Vue de l’étage de StayKorea, sur un appart voisin toujours fleuri chaque été
Je commencerai par le début, si vous me le permettez… Attention, flashback sentimental, âmes sensibles veuillez sauter la partie colorée du récit !
FLASHBACK—Ma première rencontre avec la Corée, en 2006, se limitait à des regards assassins lancés sur la carte accrochée au mur de la chambre de mon petit ami étudiant en langues qui s’apprêtait à y faire un programme d’échange. Après son départ pour dix mois, “la Corée” restait cette entité rivale qui m’avait volé mon (premier, donc grave) amour. Je me consolais en me disant que, de toute façon, “la Corée c’est coincé entre la Chine et le Japon, c’est le genre d’endroit où l’on va par défaut, nan..?“
À cette époque, j’ai visualisé par hasard “Memories of Murder” (살인의 추억, Salinui chooeok) de Bong Joon-Ho (봉준호) ainsi que “Locataires” (빈집) de Kim Ki-Duk (김 기덕). Ces deux films m’ont bouleversée jusqu’aux tréfonds de mon âme cinéphile et d’étudiante en cinéma.
Ma seconde rencontre avec la Corée, l’été 2007, se passa directement sur place. Je décidais d’y passer quelques vacances d’été, histoire de comprendre… À peine arrivée, je me suis faite jeter froidement par mon petit ami français et suis tombée, par instinct de survie morale mais aussi par irrémédiable attraction, dans la Corée (ou les bras des Coréens, ça aide). J’avais dix huit ans, toutes mes dents pour croquer dans le kimchi, et j’entamais une nouvelle histoire d’amour, immense, profonde, intense comme jamais, avec ce pays, ses habitants, ses films, ses paysages, sa cuisine, sa langue…—FIN DU FLASHBACK
La guest house qui a accueilli cette petite fille déboussolée que j’étais à l’époque reste mon adresse numéro 1 à Seoul (et maintenant, s’il vous plaît, un p’tit coup de pub pour un coup de coeur !).

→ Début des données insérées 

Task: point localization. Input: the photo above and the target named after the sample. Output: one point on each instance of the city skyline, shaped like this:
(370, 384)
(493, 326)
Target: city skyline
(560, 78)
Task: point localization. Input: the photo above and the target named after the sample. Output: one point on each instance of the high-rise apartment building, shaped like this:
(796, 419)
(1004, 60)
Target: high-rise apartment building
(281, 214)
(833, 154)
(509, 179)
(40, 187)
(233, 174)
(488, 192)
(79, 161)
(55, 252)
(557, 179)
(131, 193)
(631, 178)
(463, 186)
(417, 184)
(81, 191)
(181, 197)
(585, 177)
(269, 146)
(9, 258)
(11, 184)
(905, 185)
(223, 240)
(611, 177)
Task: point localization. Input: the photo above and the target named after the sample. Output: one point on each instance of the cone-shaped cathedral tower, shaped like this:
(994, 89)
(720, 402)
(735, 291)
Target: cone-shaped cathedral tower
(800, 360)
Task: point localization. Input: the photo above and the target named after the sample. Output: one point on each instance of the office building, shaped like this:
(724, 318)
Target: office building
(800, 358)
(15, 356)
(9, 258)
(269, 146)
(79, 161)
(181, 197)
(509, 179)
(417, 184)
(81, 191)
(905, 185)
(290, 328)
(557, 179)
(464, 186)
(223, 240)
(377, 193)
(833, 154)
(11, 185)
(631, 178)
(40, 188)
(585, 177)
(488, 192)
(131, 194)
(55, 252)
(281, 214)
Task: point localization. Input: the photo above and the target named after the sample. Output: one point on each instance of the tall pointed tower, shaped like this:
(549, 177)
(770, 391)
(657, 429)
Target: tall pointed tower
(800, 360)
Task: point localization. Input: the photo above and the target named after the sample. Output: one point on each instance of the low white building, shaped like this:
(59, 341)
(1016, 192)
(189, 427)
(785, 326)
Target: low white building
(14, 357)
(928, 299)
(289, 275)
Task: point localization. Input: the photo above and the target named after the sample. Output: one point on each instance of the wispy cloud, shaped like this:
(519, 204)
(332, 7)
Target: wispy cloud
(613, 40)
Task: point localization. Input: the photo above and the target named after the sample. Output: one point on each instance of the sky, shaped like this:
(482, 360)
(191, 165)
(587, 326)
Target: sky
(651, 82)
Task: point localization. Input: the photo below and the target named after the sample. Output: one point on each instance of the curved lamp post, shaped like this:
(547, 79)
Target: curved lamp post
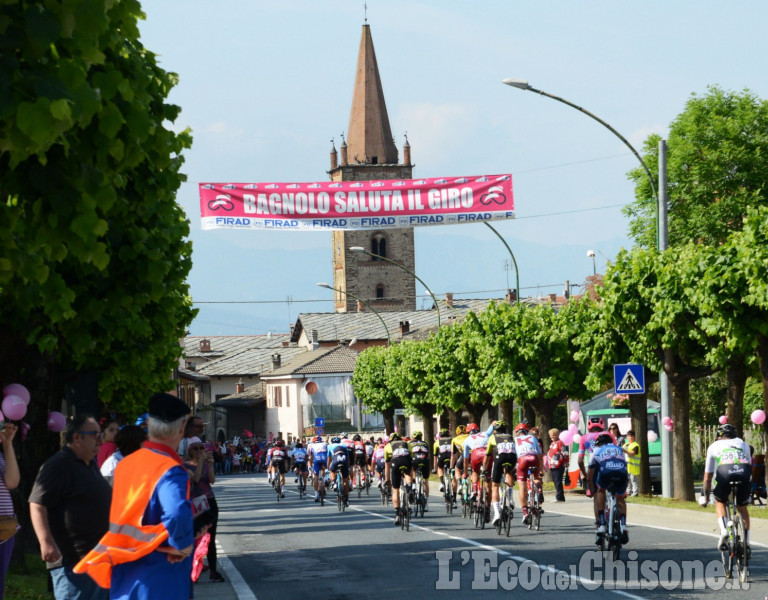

Le nom est STAYKOREA (http://www.staykorea.co.kr/), tenue par Sun et son mari, un couple adorable et à l’écoute de vos moindres soucis. Les tarifs peu élevés comprennent utilisation des ordis, Wifi permanent, thé/café/distributeur d’eau fraîche à volonté (que l’on bénit en été à cause de la chaleur humide et écrasante), petit déj et service de lessive régulier. Sun parle bien français, vous aide à réserver ce que vous voulez par téléphone ou en ligne (spectacles, concerts, billets bateau…) et met beaucoup de renseignements à votre disposition.
Dans cette petite guest house que l’on trouve près du quartier branché de Hongdae (홍대), l’ambiance est conviviale, franchouillarde selon le nombre de compatriotes mais aussi diversifiée (Japonais, Philippins, Américains, Péruviens, Canadiens, Européens… et même des Coréens de la cambrousse venus passer quelques jours à la capitale).
Le salon du rez-de-chaussée ravira les fan de Kpop qui regardent béatement les clips pendant que le téléphone commun sonne au dessus de leurs têtes ou que certains se préparent à manger dans la cuisine. La terrasse de l’étage apaisera les marcheurs fatigués des visites touristiques, qui pourront déguster en groupe, et à vigoureux coups de cuillère, une énorme pastèque juteuse. Facile d’y rencontrer des complices de sorties autant nocturnes que diurnes et de partager des expériences diverses, parfois poignantes comme celles de Coréens adoptés venant retrouver leurs racines…
Vous entendrez aussi, chaque matin, un voisin invisible se racler bruyamment la gorge et cracher, un vendeur d’on-ne-sait-quoi chanter à tue-tête dans les rues, des ballons rebondir dans la cour… Bref, un lieu très chaleureux, un véritable chez-soi exotique, où je ne me lasse jamais de revenir !
Face au succès, Stay Korea s’est multipliée ! Maintenant, 3 lieux différents (mais pas très éloignés les uns des autres) peuvent vous accueillir… Mais mon préféré c’est “l’originel”, demander donc Stay Korea 1 ! Réservez à l’avance sinon vous n’aurez plus de place.